Luglio 13th, 2016 Riccardo Fucile

“FALSITA’ IDEOLOGICA IN ATTO PUBBLICO”… I PM PUNTANO A TEMPI RAPIDI

Atteso e temuto per i possibili sviluppi che potrebbe innescare, come anticipato da La Stampa, la documentazione dell’Autorità  nazionale anticorruzione sul caso delle consulenze alla Asl di Civitavecchia della neo sindaca della capitale Virginia Raggi alla fine è arrivata a destinazione.
Negli uffici della Procura di Roma, guidata da Giuseppe Pignatone, che aprirà  un fascicolo nel quale il nome della prima cittadina figurerà  come indagata.
L’ipotesi di reato formulata sarebbe, secondo quanto filtra da Piazzale Clodio, quella contemplata dall’articolo 483 del codice penale: «Falsità  ideologica commessa dal privato in atto pubblico».
Pena massima prevista 2 anni di reclusione.
I magistrati puntano a chiudere l’inchiesta, qualunque dovesse essere l’esito (archiviazione o richiesta di rinvio a giudizio), in tempi rapidi.
Per evitare che lo scontato clamore delle indagini nei confronti della prima carica istituzionale della Capitale possa condizionare, oltre ragionevoli termini di durata, l’azione della nuova Giunta capitolina alle prese con la delicatissima situazione della città . A cominciare dall’emergenza rifiuti.
Il caso era esploso alla vigilia del ballottaggio che ha visto la Raggi spuntarla sullo sfidante del Pd Roberto Giachetti.
Aperto da un articolo del Fatto che dava conto delle consulenze legali ottenute dall’avvocato Raggi per il recupero crediti della Asl Rm-F di Civitavecchia. Tra il giornale e l’allora candidata sindaca si innescò un acceso botta e risposta.
Il 13 luglio 2012, sostiene il quotidiano, la Raggi ha ottenuto un primo incarico legale (per 8 mila euro lordi) dall’azienda sanitaria locale.
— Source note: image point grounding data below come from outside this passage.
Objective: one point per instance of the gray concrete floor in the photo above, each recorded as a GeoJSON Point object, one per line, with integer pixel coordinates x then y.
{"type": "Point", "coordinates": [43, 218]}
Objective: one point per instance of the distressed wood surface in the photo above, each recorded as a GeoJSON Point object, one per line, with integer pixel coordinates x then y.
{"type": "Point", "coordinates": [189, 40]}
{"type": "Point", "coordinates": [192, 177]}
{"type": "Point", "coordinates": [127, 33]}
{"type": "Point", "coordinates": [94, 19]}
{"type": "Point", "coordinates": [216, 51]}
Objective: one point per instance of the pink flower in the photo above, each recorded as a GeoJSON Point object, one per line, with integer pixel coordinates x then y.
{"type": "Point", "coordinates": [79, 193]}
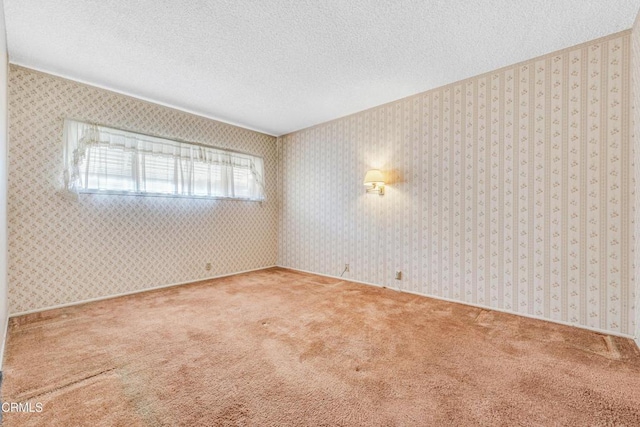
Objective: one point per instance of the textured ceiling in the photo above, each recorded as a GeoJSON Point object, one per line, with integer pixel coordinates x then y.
{"type": "Point", "coordinates": [277, 66]}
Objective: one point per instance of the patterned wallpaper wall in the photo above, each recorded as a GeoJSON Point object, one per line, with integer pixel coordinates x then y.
{"type": "Point", "coordinates": [63, 250]}
{"type": "Point", "coordinates": [635, 78]}
{"type": "Point", "coordinates": [511, 190]}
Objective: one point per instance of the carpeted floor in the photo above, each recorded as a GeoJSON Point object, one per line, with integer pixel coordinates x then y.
{"type": "Point", "coordinates": [278, 347]}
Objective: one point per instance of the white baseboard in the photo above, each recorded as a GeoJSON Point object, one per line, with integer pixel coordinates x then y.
{"type": "Point", "coordinates": [484, 307]}
{"type": "Point", "coordinates": [70, 304]}
{"type": "Point", "coordinates": [5, 329]}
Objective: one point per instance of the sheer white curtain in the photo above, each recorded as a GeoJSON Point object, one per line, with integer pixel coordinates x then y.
{"type": "Point", "coordinates": [103, 159]}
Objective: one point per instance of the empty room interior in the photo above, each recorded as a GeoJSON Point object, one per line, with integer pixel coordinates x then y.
{"type": "Point", "coordinates": [319, 213]}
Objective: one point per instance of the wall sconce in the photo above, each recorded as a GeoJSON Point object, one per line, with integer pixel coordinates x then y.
{"type": "Point", "coordinates": [374, 181]}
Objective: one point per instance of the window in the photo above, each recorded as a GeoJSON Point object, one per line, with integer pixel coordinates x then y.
{"type": "Point", "coordinates": [99, 159]}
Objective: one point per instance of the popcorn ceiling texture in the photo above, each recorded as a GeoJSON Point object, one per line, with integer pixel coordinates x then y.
{"type": "Point", "coordinates": [512, 190]}
{"type": "Point", "coordinates": [279, 66]}
{"type": "Point", "coordinates": [63, 250]}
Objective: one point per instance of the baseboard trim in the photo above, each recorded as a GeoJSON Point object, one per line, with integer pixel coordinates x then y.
{"type": "Point", "coordinates": [484, 307]}
{"type": "Point", "coordinates": [5, 329]}
{"type": "Point", "coordinates": [124, 294]}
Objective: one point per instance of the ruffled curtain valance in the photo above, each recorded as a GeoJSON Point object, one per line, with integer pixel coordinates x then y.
{"type": "Point", "coordinates": [108, 160]}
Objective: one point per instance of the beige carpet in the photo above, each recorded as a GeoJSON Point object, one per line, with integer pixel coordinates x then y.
{"type": "Point", "coordinates": [278, 347]}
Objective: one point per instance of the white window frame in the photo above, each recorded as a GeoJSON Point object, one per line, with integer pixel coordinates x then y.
{"type": "Point", "coordinates": [104, 160]}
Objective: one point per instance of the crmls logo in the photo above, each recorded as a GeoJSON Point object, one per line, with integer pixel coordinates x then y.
{"type": "Point", "coordinates": [22, 407]}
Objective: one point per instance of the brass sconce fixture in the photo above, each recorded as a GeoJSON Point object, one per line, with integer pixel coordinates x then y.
{"type": "Point", "coordinates": [374, 182]}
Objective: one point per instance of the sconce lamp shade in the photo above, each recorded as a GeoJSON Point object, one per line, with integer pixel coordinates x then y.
{"type": "Point", "coordinates": [374, 176]}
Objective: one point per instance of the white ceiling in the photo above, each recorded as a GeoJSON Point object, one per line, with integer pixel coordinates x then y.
{"type": "Point", "coordinates": [281, 65]}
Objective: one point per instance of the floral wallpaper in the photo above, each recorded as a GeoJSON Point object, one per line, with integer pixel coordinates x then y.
{"type": "Point", "coordinates": [511, 190]}
{"type": "Point", "coordinates": [63, 250]}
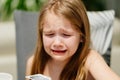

E nel 2014 un secondo per altri 5 mila euro.
L’attuale sindaca dichiara nel 2015 1.878 euro a titolo di «acconto e rimborso» della consulenza da lei fatturata nel 2014 e pagata l’anno successivo. Nient’altro.
Per legge chi riveste incarichi politici e amministrativi (nel 2014 la Raggi era consigliera comunale) è tenuto a dichiarare «i dati relativi all’assunzione di altre cariche, presso enti pubblici e privati, e i relativi compensi a qualsiasi titolo corrisposti».
E «altri eventuali incarichi con oneri a carico della finanza pubblica e indicazione dei compensi spettanti».
Compensi «corrisposti», quindi, manche quelli solo «spettanti».
La Raggi si difende tramite il suo avvocato, secondo il quale l’«incarico di recupero credito» era stato «regolarmente comunicato» al Comune di Roma e all’Asl. Ed entrambi gli enti ne avevano dato conto sui rispettivi siti.
Quanto all’incarico di circa 8 mila euro, aggiunge il legale, «Raggi ha emesso fattura nel 2014 per euro 1.878,00 a titolo di acconto, fattura pagata solo nel 2015, ragione per cui la somma entra nella dichiarazione dei redditi del 2016».
Se sia o meno tutto regolare saranno, a questo punto, i magistrati ad accertarlo.

Antonio Pitoni
(da “La Stampa”)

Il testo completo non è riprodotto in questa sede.